On Monday, Apple pulled out all the stops at its 2009 Worldwide Developer Conference (WWDC), introducing additions and enhancements to its operating system, Mac OS X, the MacBook Pro laptop line, as well as a brand spankin’ new iPhone.
And here’s why.
Apple products are Expensive–yes, with a capital E. Everybody knows that. If you want a MacBook, you’ve got to be willing to pay more for it than, say, a comparable HP or Dell notebook running Windows.
Want a cool matching Apple display to go with it? Sure.
But it’ll cost you more than double the price of a similarly-sized ViewSonic or LG LCD. In fact, this “gouging” is actually part of Apple’s sales strategy; the company knows its products are a sort of status symbol.
My point: With Apple, you gotta pay to play. That’s just the way it is, right?
Nope, not any more … at least when it comes to iPhones.
Starting June 19, Canadians will be able to buy the 8GB iPhone 3G for $99.
They would pay $199 for the 16GB version or $299 for the 32GB unit of the new iPhone 3G S.
However, to avail of these prices for the 3G and 3G S Rogers and Fido customers would need to sign up for a three-year voice and data plan- one year longer than their American counterparts.
This sharp price drop for the iPhone represents an unprecedented move from the Cupertino crew.
A $99 iPhone is actually affordable.
Furthermore, the price is comparable — competitive even–with offerings from the other handset heavies, like BlackBerry-maker Research In Motion (RIM).
To sum that up, Apple is now out-pricing some of its competitors … in a sense.
RIM’s “entry-level” BlackBerry is currently the Pearl series, both the 81xx and 82xx families of devices.
Suddenly, Apple also has an entry-level player…and a damn fine one, at that. Frankly, the iPhone 3G is now one, if not the, best “beginner” smartphones available, in this humble blogsmith’s opinion.
I’m a BlackBerry lover through and through, but faced with a choice between the iPhone 3G, a Pearl 81xx or a Pearl Flip 82xx, I’d probably pick the iPhone, because I can’t stand RIM’s SureType keyboard, which both Pearl devices have.
This is a drastic strategy shift on Apple’s part, but one that the company needed to make to truly dominate in the smartphone space.
That’s because average consumers who don’t currently use smartphones are the largest untapped market segment, the biggest slice of the pie, if you will.
And the $100 mark is the sweet spot for that crowd.
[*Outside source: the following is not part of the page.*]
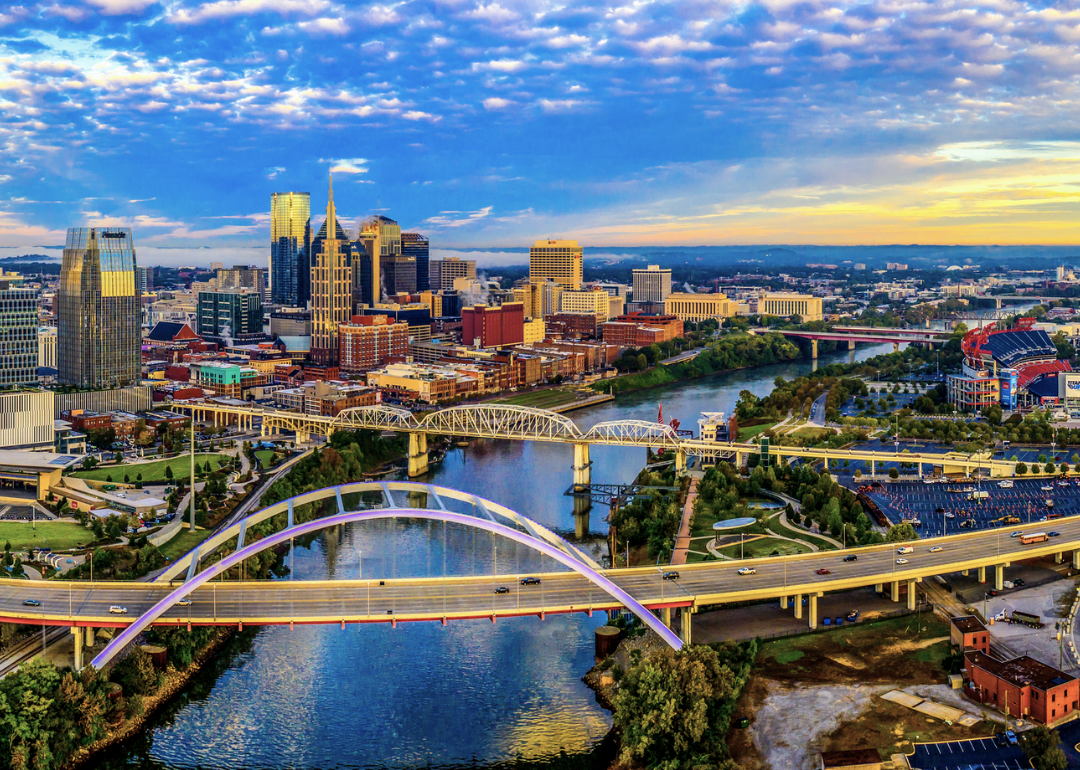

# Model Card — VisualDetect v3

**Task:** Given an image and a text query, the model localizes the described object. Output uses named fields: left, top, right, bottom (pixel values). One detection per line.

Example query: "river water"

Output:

RIM knows it; Microsoft knows it; and Apple knows it.
Sure, data plans for the iPhone still cost more than the simple voice plans required for your average feature phone, or “non-smartphone.”
But now that the device itself is more accessible, those higher data plans seem more palatable.
What’s more, Apple may very well have triggered the death knell on Palm’s Pre, which hit U.S. store shelves last Saturday, and is slated to launch in Canada — on Bell Mobility’s 3G high-speed mobile network — later this year.
Palm’s counting on the Pre to pull it out of the gutter — read: financial ruin — and though I don’t think any one device could realistically have such an effect, the Pre could have represented a few solid steps in the right direction.
But now … U.S. consumers can buy an iPhone for half the price of the Pre and that just may be enough to bury Palm for good.